Although he vowed to “keep fighting to keep going”, Nadal said he might not continue playing unless a permanent solution to his leg pain was found.
“As I said before, under the current circumstances, I cannot and do not want to continue playing,” the Spanish champion said in a post-match press conference, explaining that during the French Open, he was given “several injections before each match,” to stun his aching nerves.
But judging by the quality of his play right now, Nadal doesn’t seem to have much reason to leave, given that he’s worked his way past four top-10 French Open opponents.
On the way to the coveted title, Nadal beat the first racket of the world. 9 Felix Auger-Aliassime in the fourth round, no. 1 Djokovic in the quarterfinals, no. 3 Alexander Zverev, who stopped out with a foot injury, in the semi-finals, and then No. 1. 8 Ruud.
Nadal improved his record to 14-0 in the Roland Garros final and 112-3 overall in his favorite tournament.
Two Grand Slams behind, two ahead
Despite everything he’s already accomplished, Nadal has done something he’s never done before: he’s halfway to a calendar-year Grand Slam thanks to the Australian Open and French Open titles in the same season.
Ruud is a 23-year-old Norwegian native who competed in a Grand Slam final for the first time.
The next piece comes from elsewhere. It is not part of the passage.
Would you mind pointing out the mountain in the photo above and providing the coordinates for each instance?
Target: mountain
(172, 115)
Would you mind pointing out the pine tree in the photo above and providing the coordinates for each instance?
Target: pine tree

So far, he hasn’t even played in a major quarter-final, but after the final he seemed to be in a good mood, jokingly telling Nadal that he “wasn’t his first victim”.
Ruud, who considers Nadal his idol and trained at his tennis academy in Mallorca, admits to having watched all of Nadal’s past finals in Paris on TV.
The two have played countless practice sets together, and nothing more than the right to brag is at stake. Nadal usually won them, and Ruud joked the other day that it was because he was trying to be a polite guest.
The two never met in real matches until Sunday, when the championship, money, ranking points, prestige and a piece of history were at stake.
And Nadal demonstrated, as has often happened, why he is known as the King of Clay – and one of the greatest players in history.
Now he can put this newest Coupe des Mousquetaires alongside the trophies he collected at Roland Garros in 2005-08, 2010-14 and 2017-20.
He has also won the US Open four times, the Australian Open and Wimbledon twice each.